How much can farmers mitigate climate change?

People working on state climate action plans often ask, “I understand agriculture can contribute to climate change mitigation, but how much can it contribute in my state?” American Farmland Trust is working to answer this question by developing state reports and summaries that can be used to inform climate and agriculture policy at state and national levels.

The state briefs linked below provide estimates of potentially achievable carbon sequestration and emission reductions through farmer adoption of soil health practices based on the best nationally available data and science. Each two-page state summary is intended to help conservation and agriculture professionals, farmers, and ag policy makers assess and communicate about the potential for accelerating agricultural climate solutions in their state. Each state report brief will also have an accompanying full state report that documents more detailed methods and opportunities and highlights the potential of specific practices.

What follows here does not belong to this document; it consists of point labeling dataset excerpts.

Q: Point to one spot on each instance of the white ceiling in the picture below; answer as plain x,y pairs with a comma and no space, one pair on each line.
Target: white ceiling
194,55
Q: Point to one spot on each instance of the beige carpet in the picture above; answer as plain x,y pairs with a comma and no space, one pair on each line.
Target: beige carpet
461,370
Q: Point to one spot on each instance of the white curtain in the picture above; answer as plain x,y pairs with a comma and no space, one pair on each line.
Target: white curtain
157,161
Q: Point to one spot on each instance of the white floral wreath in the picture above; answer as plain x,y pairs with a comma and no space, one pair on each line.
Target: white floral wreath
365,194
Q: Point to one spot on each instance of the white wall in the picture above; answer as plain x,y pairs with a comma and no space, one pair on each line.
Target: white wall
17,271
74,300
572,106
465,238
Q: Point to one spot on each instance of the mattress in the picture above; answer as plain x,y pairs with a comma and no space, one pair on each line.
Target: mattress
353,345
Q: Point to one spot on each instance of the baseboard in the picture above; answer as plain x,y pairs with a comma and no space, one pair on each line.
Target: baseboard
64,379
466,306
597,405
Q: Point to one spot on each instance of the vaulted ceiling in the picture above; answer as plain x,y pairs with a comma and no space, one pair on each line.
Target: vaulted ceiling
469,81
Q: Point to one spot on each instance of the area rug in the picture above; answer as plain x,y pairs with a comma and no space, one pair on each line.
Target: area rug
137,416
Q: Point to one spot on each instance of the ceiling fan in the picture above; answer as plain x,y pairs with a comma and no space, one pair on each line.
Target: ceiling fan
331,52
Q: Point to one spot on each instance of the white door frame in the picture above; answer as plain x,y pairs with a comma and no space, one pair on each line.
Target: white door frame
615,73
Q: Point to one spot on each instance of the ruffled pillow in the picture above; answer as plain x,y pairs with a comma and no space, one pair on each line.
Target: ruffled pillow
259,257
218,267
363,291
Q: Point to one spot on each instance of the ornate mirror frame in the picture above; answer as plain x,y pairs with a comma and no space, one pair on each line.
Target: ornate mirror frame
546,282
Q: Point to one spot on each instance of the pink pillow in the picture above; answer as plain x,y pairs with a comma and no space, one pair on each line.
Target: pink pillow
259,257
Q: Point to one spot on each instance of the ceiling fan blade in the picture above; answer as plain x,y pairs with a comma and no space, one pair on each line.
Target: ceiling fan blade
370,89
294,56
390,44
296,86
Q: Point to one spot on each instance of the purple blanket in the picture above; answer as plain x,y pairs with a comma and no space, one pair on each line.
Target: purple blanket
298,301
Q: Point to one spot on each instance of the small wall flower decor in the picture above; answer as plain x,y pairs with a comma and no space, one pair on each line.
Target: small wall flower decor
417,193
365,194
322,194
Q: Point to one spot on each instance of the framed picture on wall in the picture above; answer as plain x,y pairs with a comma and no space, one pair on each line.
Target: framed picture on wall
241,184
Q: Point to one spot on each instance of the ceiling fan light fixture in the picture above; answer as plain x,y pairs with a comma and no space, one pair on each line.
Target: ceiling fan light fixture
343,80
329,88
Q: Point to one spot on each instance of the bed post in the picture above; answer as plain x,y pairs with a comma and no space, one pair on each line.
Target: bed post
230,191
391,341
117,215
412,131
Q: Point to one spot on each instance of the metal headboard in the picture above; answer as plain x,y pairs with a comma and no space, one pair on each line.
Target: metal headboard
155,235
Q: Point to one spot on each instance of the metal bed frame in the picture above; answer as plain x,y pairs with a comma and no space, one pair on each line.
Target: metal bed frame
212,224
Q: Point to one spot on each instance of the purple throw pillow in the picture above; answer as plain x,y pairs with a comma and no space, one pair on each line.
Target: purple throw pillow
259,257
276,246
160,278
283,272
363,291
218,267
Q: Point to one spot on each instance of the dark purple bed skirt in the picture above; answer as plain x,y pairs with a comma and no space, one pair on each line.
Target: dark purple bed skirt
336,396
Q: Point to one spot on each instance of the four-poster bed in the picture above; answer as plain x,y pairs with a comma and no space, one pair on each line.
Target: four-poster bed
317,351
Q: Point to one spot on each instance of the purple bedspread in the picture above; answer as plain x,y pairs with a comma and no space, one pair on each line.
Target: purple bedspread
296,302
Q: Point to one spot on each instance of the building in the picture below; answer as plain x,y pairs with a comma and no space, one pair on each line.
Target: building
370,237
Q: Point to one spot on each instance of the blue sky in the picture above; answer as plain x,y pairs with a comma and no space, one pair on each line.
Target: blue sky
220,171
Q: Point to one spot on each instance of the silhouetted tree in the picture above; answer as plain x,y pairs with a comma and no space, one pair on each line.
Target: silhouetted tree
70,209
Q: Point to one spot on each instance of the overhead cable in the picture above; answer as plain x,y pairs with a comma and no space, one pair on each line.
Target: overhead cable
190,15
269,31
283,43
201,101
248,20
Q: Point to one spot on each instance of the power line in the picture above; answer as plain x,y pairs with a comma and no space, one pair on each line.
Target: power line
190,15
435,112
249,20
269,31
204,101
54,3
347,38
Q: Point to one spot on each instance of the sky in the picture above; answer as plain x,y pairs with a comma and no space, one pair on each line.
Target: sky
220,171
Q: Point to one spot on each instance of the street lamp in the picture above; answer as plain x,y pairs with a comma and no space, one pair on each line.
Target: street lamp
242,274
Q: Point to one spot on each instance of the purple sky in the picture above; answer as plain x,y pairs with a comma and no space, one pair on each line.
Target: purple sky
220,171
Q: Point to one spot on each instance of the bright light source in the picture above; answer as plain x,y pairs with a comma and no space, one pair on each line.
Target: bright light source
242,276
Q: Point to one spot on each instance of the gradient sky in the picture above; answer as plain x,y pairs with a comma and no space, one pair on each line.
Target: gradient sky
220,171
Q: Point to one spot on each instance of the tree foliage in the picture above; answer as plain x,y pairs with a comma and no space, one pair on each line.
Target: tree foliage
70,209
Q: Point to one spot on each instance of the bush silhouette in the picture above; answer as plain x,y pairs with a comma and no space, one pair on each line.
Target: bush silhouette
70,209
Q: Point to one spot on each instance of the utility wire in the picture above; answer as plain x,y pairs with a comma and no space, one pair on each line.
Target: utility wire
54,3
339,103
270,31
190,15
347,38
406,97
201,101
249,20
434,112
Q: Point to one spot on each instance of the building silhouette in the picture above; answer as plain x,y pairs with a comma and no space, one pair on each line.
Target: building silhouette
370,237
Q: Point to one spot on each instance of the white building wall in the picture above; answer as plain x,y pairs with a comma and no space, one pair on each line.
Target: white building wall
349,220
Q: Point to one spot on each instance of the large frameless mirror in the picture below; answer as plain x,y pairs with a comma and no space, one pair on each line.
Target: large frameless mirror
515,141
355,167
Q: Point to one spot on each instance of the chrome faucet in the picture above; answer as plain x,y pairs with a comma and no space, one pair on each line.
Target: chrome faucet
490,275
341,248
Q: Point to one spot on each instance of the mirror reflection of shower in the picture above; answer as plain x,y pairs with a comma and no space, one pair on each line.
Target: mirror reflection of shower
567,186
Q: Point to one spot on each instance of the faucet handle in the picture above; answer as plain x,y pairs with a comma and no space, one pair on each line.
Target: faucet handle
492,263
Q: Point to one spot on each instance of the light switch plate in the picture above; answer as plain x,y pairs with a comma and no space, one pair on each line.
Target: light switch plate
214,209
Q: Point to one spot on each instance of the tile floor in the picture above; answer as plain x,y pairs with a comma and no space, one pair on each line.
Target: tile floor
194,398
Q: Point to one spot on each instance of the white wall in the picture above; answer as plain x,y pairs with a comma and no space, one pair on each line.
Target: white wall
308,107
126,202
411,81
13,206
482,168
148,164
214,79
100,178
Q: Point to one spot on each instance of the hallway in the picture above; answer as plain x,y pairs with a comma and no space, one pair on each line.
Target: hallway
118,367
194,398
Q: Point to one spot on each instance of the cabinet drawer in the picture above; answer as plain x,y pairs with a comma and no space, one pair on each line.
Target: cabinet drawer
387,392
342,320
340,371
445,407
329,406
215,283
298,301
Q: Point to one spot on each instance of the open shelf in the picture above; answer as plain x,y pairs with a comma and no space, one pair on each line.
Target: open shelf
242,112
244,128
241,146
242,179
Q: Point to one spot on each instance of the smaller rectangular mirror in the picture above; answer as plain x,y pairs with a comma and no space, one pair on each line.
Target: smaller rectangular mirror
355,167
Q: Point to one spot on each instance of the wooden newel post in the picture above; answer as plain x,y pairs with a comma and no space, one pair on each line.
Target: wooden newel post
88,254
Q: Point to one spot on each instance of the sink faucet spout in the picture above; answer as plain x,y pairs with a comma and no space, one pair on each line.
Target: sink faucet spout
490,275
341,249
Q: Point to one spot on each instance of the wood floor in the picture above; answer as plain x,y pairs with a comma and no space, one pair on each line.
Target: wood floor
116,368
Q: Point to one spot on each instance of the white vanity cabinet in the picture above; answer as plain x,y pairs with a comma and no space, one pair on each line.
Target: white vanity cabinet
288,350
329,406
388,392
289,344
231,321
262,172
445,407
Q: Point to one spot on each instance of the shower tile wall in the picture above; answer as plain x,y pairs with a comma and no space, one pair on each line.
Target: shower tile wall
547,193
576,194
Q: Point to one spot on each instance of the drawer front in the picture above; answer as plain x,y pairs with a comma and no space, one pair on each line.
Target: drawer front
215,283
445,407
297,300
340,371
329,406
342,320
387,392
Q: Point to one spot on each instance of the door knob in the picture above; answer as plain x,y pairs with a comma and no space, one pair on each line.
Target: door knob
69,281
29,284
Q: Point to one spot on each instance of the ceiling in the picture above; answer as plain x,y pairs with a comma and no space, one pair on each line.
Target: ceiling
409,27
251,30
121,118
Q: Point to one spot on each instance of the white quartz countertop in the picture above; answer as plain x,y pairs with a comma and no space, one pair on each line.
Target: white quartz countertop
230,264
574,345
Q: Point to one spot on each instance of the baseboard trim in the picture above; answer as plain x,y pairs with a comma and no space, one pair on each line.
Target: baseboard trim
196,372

Each state report will have a detailed section on the methods, but here is a quick overview. The carbon estimates come from AFT and USDA ARS’s CaRPE Tool ™. CaRPE uses emission reduction coefficients (estimated CO2e per acre per year that is sequestered or emissions avoided compared to a baseline) that are specific to each of a suite of soil health practices and multi-county regions, as determined by the COMET-Planner tool (version 2.1). The emission reduction coefficients account for net soil carbon changes, CO2 emissions from liming, urea fertilization, and N2O emissions from soils (including fertilizers). CaRPE couples these coefficients with county-level practice adoption data (acres) from the USDA 2017 U.S. Census of Agriculture to estimate the annual climate benefits achieved with current practice adoption. The emission reduction coefficient multiplied by a county’s practice adoption acres gives the emission reduction estimate per county.

CaRPE also uses these data to estimate potential carbon reductions and implementation costs if practices were adopted on remaining farmland acres that have not yet adopted these practices. This gives states a powerful tool for planning the costs of investments in soil health and the estimated carbon benefits of those investments.